Entgegen der Ansicht des BerGer. handelt es sich, im vorlie­genden Fall nicht um die Frage, ob der Architekt auf Grund seines Urheberrechts berechtigt ist, dem Bauherrn eine „Ände­rung" des Werkes zu untersagen, die in einer von der Vorstel­lung des Architekten abweichenden Farbgebung zu erblicken wäre. Vielmehr ist entscheidend, welchem Vertragspartner nach dem Vertrage das Recht zusteht, zu bestimmen, in welcher Weise das Bauwerk vollendet wird. Fehlt eine ab­weichende Vereinbarung, so steht — wie dargelegt — dieses Recht jedoch dem Bauherrn zu.

Ein Recht des Kl., die Gestaltung des Farbanstrichs zu be­stimmen, kann entgegen der Ansicht des BerGer. auch nicht aus der Übertragung der künstlerischen Oberleitung gefolgert werden. Nach § 19 Abs. 1 Buchst. f GOA ist unter der künstle­rischen Oberleitung die Überwachung der Herstellung des Werkes hinsichtlich der Einzelheiten der Gestaltung zu ver­stehen. Mit der künstlerischen Oberleitung wird dem Archi­tekten daher die Überwachung übertragen, dass der Bau nach seinen vom Bauherrn genehmigten künstlerischen Vorstellungen ausgeführt wird. Im Schrifttum ist streitig, ob dies lediglich be­deutet, dass der Architekt nur darauf zu achten habe, ob genau nach seinen festliegenden Plänen gearbeitet werde, oder ob er auch zu Planungs- und Ausführungsänderungen berechtigt sei, wenn beispielsweise die Ausführung nicht das zu erreichen ver­möge, was seine Planung gewollt habe. Diese Frage kann jedoch offen bleiben. Denn auch nach der dem Architekten einen weiteren Spielraum zuwei­senden Auff. wird ihm mit der Übertragung der Überwachung der künstlerischen Oberleitung jedenfalls nicht die Befugnis ein­geräumt, Gestaltungsmöglichkeiten, die weder in seinen Ent­würfen vorgesehen noch mit dem Bauherrn abgesprochen wor­den sind, ohne dessen Einverständnis zu verwirklichen.

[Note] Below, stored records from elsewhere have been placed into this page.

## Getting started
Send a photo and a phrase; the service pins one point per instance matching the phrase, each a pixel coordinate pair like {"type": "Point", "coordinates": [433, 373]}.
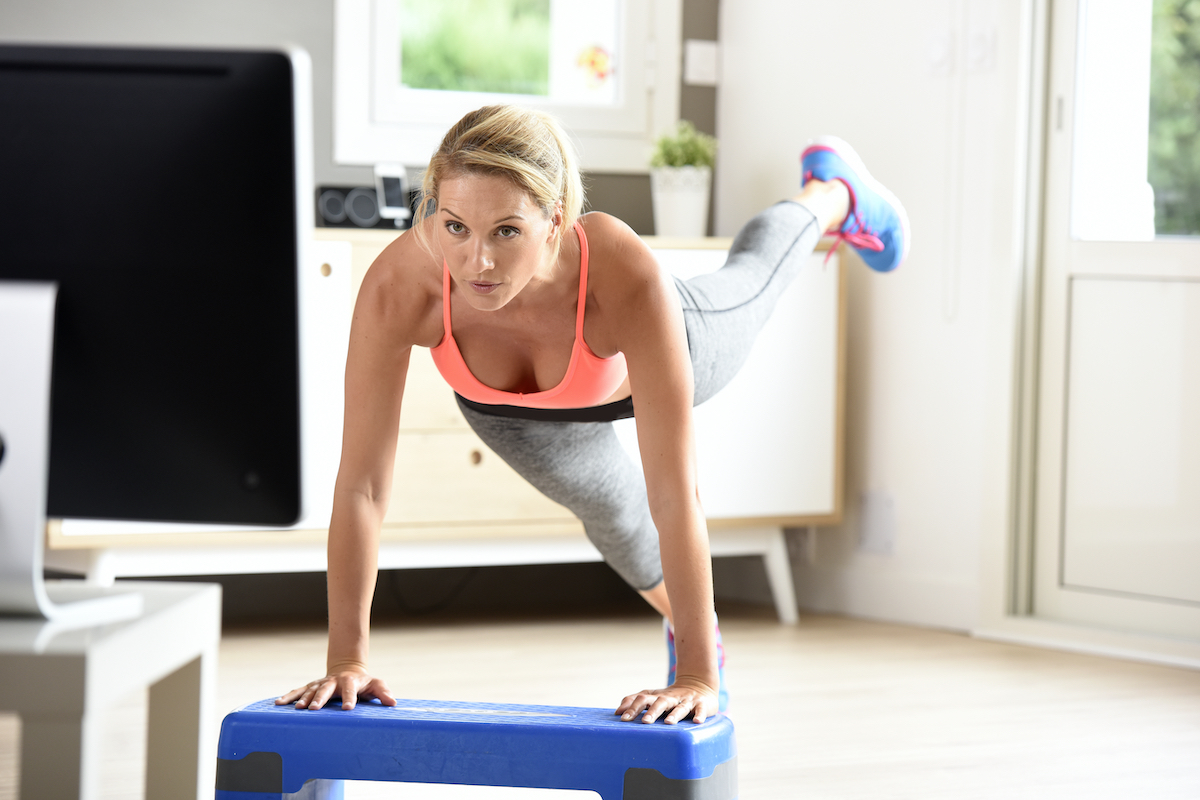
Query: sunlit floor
{"type": "Point", "coordinates": [833, 708]}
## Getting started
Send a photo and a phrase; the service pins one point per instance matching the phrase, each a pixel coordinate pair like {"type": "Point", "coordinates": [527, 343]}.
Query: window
{"type": "Point", "coordinates": [406, 70]}
{"type": "Point", "coordinates": [1137, 136]}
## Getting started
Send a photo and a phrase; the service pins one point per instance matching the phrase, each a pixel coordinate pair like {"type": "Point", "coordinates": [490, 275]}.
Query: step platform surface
{"type": "Point", "coordinates": [270, 751]}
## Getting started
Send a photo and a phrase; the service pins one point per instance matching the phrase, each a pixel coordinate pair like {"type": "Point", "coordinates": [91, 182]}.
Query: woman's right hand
{"type": "Point", "coordinates": [347, 683]}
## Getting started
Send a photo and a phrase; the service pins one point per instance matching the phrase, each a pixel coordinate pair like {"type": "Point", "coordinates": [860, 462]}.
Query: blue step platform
{"type": "Point", "coordinates": [277, 752]}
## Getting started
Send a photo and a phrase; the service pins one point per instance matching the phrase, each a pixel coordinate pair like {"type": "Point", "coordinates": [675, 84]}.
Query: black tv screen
{"type": "Point", "coordinates": [160, 191]}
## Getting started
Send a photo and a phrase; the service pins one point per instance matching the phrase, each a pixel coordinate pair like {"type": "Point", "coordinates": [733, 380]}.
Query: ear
{"type": "Point", "coordinates": [556, 221]}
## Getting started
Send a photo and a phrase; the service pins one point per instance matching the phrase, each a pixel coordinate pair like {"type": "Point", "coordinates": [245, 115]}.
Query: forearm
{"type": "Point", "coordinates": [353, 552]}
{"type": "Point", "coordinates": [688, 575]}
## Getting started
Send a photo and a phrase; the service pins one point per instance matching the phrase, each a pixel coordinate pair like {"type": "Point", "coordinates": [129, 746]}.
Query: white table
{"type": "Point", "coordinates": [60, 681]}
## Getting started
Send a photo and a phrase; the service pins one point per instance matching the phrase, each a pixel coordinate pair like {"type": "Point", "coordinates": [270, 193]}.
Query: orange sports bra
{"type": "Point", "coordinates": [589, 379]}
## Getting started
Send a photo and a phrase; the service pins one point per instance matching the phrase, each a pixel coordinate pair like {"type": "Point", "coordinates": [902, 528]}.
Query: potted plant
{"type": "Point", "coordinates": [681, 181]}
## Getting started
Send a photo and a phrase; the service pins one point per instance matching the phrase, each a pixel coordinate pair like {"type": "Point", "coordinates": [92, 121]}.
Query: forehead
{"type": "Point", "coordinates": [480, 193]}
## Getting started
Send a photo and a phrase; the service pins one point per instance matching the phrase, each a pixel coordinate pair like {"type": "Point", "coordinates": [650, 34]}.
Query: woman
{"type": "Point", "coordinates": [550, 325]}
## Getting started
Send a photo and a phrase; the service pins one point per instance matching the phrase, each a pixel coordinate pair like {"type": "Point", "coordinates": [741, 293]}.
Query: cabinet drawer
{"type": "Point", "coordinates": [429, 401]}
{"type": "Point", "coordinates": [448, 477]}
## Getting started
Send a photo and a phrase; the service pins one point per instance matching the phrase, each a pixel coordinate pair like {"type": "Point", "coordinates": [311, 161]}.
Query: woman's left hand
{"type": "Point", "coordinates": [677, 701]}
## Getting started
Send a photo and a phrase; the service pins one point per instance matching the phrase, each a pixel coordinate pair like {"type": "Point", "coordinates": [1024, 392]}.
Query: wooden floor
{"type": "Point", "coordinates": [833, 708]}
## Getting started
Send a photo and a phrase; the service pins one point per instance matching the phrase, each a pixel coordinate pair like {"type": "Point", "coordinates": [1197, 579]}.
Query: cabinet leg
{"type": "Point", "coordinates": [180, 758]}
{"type": "Point", "coordinates": [779, 576]}
{"type": "Point", "coordinates": [60, 758]}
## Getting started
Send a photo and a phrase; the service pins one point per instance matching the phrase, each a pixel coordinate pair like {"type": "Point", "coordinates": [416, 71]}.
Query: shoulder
{"type": "Point", "coordinates": [401, 294]}
{"type": "Point", "coordinates": [628, 290]}
{"type": "Point", "coordinates": [617, 257]}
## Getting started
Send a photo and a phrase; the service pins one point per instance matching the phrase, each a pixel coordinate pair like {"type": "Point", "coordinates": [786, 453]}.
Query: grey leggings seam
{"type": "Point", "coordinates": [583, 465]}
{"type": "Point", "coordinates": [774, 271]}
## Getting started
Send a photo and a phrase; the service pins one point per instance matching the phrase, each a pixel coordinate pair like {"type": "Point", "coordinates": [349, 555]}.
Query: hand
{"type": "Point", "coordinates": [348, 683]}
{"type": "Point", "coordinates": [679, 699]}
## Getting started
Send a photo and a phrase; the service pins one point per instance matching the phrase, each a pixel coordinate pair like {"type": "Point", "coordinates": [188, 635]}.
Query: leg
{"type": "Point", "coordinates": [583, 467]}
{"type": "Point", "coordinates": [725, 310]}
{"type": "Point", "coordinates": [60, 758]}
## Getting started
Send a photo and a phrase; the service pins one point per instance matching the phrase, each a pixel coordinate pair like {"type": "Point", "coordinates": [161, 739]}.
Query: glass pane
{"type": "Point", "coordinates": [490, 46]}
{"type": "Point", "coordinates": [1111, 199]}
{"type": "Point", "coordinates": [562, 49]}
{"type": "Point", "coordinates": [1175, 116]}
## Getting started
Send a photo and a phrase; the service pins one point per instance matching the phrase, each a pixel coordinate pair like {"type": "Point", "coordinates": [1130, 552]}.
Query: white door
{"type": "Point", "coordinates": [1117, 510]}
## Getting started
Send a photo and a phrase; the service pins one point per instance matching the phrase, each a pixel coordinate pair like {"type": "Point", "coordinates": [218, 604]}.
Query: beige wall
{"type": "Point", "coordinates": [930, 346]}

Auf Grund dieser Rechtslage lassen sich Architekten, denen daran gelegen ist, dass der Bau bis in die letzten bei der Ent­wurfsplanung oft nicht voraussehbaren Einzelheiten allein nach ihrer künstlerischen Vorstellung gestaltet wird, ausdrück­lich im Vertrag eine derartige künstlerische Gestaltungsfrei­heit zusichern. Eine solche Vertragsregelung ist jedoch zu­meist nur von in der Fachwelt besonders anerkannten Architekten durchzusetzen. Streitigkeiten der hier vorliegenden Art können aber vermieden werden, indem der Architekt bereits bei der Entwurfsplanung diejenigen Gestaltungselemente fest­legt und sich vom Bauherrn genehmigen lässt, die ihm für den künstlerischen Gesamteindruck seines Werkes wesentlich er­scheinen.

Da im vorliegenden Fall eine Vereinbarung fehlt, die dem Kl. das Recht gibt, über die Gestaltung des Außenanstrichs zu bestimmen, da ferner die von der Bekl. genehmigten Entwürfe des Kl. keine Angaben hierüber enthalten, ist nach dem Ver­trage die Bekl. als Bauherrin berechtigt, die Farbgebung nach ihren Vorstellungen ausführen zu lassen.